# Handschuh Modus



## Robertop (2. Okt 2022)

Hallo zusammen, 

Mein neues Smartphone hat einen Handschuh Modus, und ich würde mir gerne eine kleine App oder ein Widget schreiben, mit dem ich den Modus an und ausschalten kann, ohne jedes Mal in das Einstellungsmenü zu müssen. 

Bei Google konnte ich aber nichts finden, die das möglich ist. Oder vielleicht suche ich nach den falschen Begriffen. 

Kann mir einer von euch sagen, wie ich solche Einstellungen über eine App steuern kann? 

Grüße 

Robert


----------



## Jw456 (2. Okt 2022)

Wenn du die obere Zeile herunterziehst (manchmal zweimal) solltest du doch ein Icon für den Modus haben.
So wie zB. die Tachenlampe da auch eines hat.


----------



## Robertop (2. Okt 2022)

So einen Punkt hat mein Handy leider nicht.


----------



## Jw456 (3. Okt 2022)

Tipp stelle doch mal die Frage in einem Android Forum. Am besten unter einer Rubrik deines Handys zB. Samsung XXX.
Da wirst du sicher mehr hilfe bekommen als hier.
Zur Programmierung gibt da auch eine Rubrik.


----------



## Robertop (13. Okt 2022)

Kannst du da ein gutes Android Forum empfehlen?

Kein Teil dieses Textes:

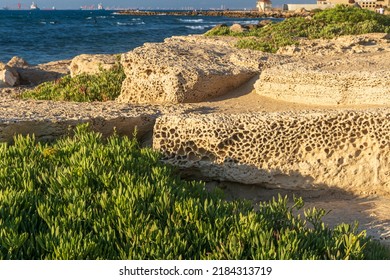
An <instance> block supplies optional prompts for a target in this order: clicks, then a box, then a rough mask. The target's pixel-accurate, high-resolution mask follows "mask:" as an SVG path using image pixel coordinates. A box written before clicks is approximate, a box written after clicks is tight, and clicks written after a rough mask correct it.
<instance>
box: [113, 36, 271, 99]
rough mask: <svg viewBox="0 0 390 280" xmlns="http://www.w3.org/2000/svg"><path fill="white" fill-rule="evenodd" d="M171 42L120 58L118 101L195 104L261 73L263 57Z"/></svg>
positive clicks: (193, 37) (174, 38) (245, 52)
mask: <svg viewBox="0 0 390 280" xmlns="http://www.w3.org/2000/svg"><path fill="white" fill-rule="evenodd" d="M229 40H232V39H229V38H222V39H215V38H214V39H211V38H207V37H201V36H188V37H173V38H169V39H166V40H165V42H164V43H160V44H144V46H142V47H139V48H136V49H134V50H133V51H131V52H128V53H126V54H124V55H122V64H123V66H124V69H125V73H126V76H127V78H126V79H125V81H124V82H123V86H122V92H121V95H120V96H119V97H118V99H117V100H118V101H119V102H127V103H186V102H199V101H204V100H207V99H210V98H212V97H216V96H220V95H223V94H226V93H228V92H229V91H231V90H233V89H234V88H237V87H239V86H240V85H242V84H244V83H245V82H247V81H248V80H249V79H251V78H252V77H254V76H256V75H258V74H259V73H260V69H261V65H262V63H263V62H264V60H265V59H267V56H266V55H264V54H263V53H261V52H257V51H250V50H239V49H237V48H235V47H233V46H232V45H233V44H232V43H231V42H230V41H229Z"/></svg>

Ich hatte noch ein wenig recherchiert und Frage mich grade, ob man da irgendwie direkt die Configurations von Android ändern kann, sehr viel weiter bin ich da aber auch nicht gekommen. Ich vermute auch, dass man für sowas ein gerootetes Handy braucht oder so.


----------



## Jw456 (13. Okt 2022)

Ich möchte keine werbung machen.
Dann gebe doch mal Android Hilfe oder Forum ein bei Google. 
Auch mit Next  Pit kommt einiges.


----------